Hovater v. Robinson , 1 F.3d 1063 (10th Cir. 1993): A female inmate was sexually assaulted by a male correctional officer while he escorted her in the building by himself, in violation of a prison policy requiring a female inmate to be escorted by either a female officer or two male officers.  The court found the prison officials could not be held liable for the assault, as the risk to inmate safety posed by a male correctional officer having sole custody of a female inmate was no enough to create an Eighth Amendment violation.
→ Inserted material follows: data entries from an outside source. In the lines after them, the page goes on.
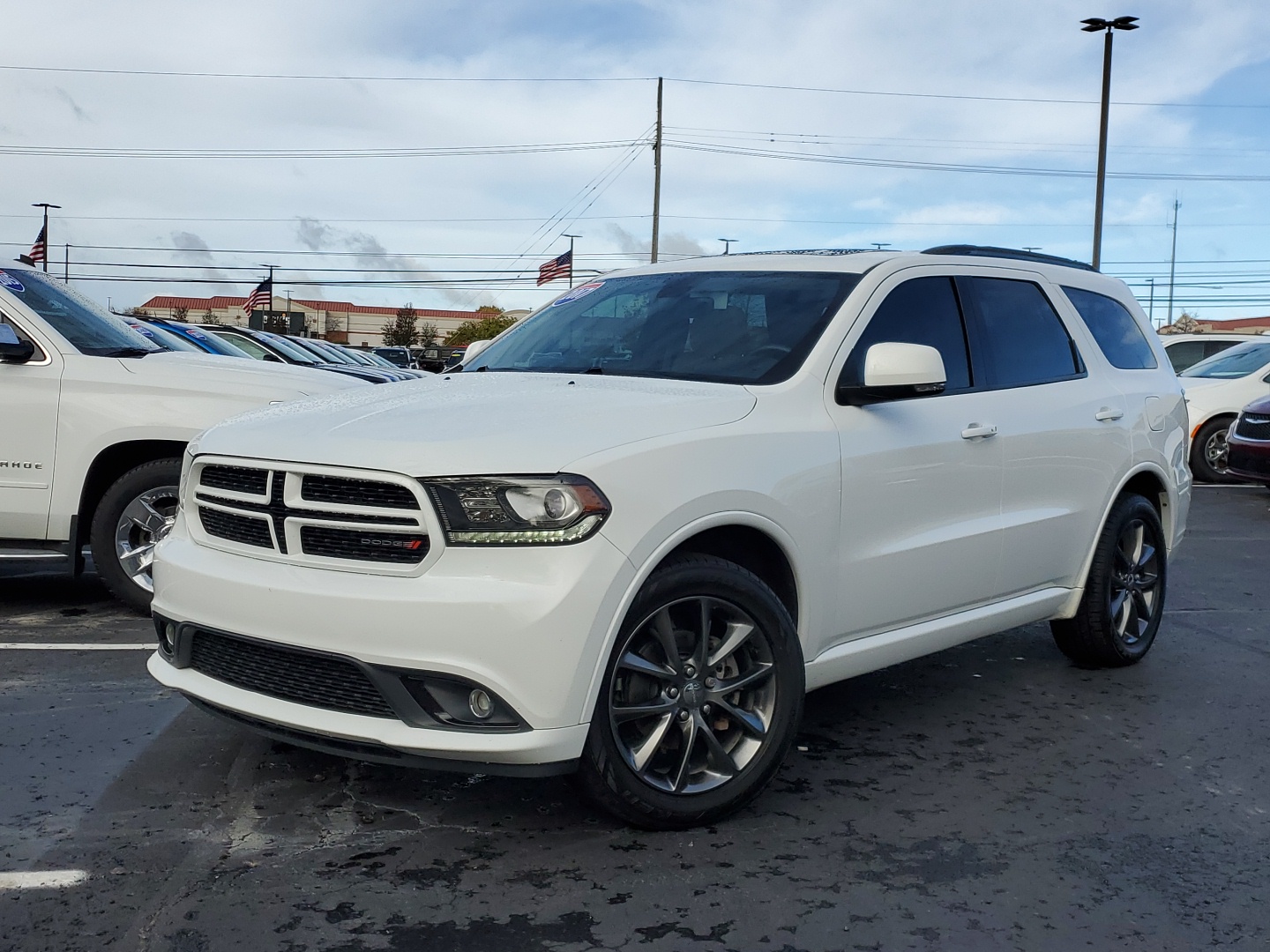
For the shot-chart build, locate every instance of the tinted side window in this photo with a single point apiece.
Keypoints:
(918, 311)
(1185, 353)
(1114, 329)
(1020, 339)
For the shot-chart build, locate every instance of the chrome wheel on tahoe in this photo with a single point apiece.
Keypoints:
(136, 512)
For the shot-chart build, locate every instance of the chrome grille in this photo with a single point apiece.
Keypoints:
(236, 479)
(288, 512)
(236, 528)
(1254, 427)
(369, 545)
(337, 489)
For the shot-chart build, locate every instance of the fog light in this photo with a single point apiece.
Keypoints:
(481, 703)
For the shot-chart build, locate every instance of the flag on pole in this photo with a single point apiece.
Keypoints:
(40, 250)
(260, 297)
(559, 267)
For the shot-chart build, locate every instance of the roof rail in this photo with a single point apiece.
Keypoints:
(808, 251)
(990, 251)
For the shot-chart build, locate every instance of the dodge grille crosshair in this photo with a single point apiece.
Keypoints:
(288, 512)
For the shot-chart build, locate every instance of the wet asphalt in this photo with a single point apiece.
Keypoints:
(989, 798)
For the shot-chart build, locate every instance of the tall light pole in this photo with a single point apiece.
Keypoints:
(571, 256)
(1096, 25)
(45, 233)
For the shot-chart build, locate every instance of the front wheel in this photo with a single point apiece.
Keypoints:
(1124, 593)
(701, 698)
(133, 514)
(1209, 450)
Ramos v. Lamm , 639 F.2d 559 (10th Cir. 1980):  The court found that inmates and correctional staff were living in constant fear of violent and sexual attacks, due in part to the “blind spots” inherent in the building layout, and inadequate levels of staffing.  The court found the inmates were deprived of their constitutional right to be reasonably protected from sexual assault from other inmates.

Young v. Brock , 2012 WL 385494 (D. Colo. Feb. 7, 2012):  Male pre-trial detainee was groped by a male correctional officer during a pat-down search. The court found that a single, isolated incident was not enough to state a claim under the Fourteenth Amendment.

Broadus v. Timme , 2012 WL 639310 (D. Colo. Jan. 30, 2012): Male inmate claimed that male correctional officer subjected him to constant sexual abuse, and that on several occasions the officer fondled the inmate’s genitals and buttocks, and ground his genital’s on the inmate’s backside.  The court found that the inmate’s allegations were conclusory, and dismissed the claim.

Frierson v. Roberts , 2011 WL 3611484 (D. Kan. Aug. 17, 2011): Male inmate alleged that male correctional officer conducted improper pat down searches on two occasions, by cupping the inmate’s penis with his open palm.  The court found this was not sufficient to state a claim.

Fleetwood v. Werholtz , 2011 WL 1527261 (D. Kan. Apr. 20, 2011) A male correctional officer drove a female inmate offsite to her work assignment.  The officer grabbed her breasts and requested oral sex, which the inmate felt she could not refuse.  The court found this constituted an Eighth Amendment claim against the individual officer, but dismissed the claims against other prison officials, for the inmate’s failure to plead individual states of mind and actions for each defendant. 

Price v. Suarez , 2011 WL 635225 (D. Utah Feb. 11, 2011): Two female inmates in a county jail claimed they were sexually assaulted by a male correctional officer.  The court found that neither the sheriff nor the county could be held liable, as the inmates did not provide any evidence the jail conducted a deficient training, and nothing in the correctional officer’s background would have put the jail on notice that the officer was likely to sexually assault inmates. 

Martin v. Creek County Jail , 2010 WL 4683852 (N.D. Okla. Nov. 12, 2010):  Male inmate claimed a male correctional officer used the antenna from his C.B. radio and ran it down the inmate’s buttocks.  The court found there was no Eighth Amendment violation, as it was an isolated incident that did not result in physical injury.

Hall v. Terrell , 648 F. Supp. 2d 1229 (D. Colo. 2009):  A male correctional officer routinely sexually assaulted and raped a female inmate.  The inmate was awarded $354,070.41 in compensatory and $1,000,000 in punitive damages against the individual officer.

C.J.W. By & Through L.W. v. State , 253 Kan. 1, 853 P.2d 4 (1993): A juvenile inmate was sexually assaulted by another juvenile inmate.  The inmate brought suit under the state’s Torts Claims Act.  The Supreme Court of Kansas held that the state owed a duty to protect the juvenile, and was not immune from liability.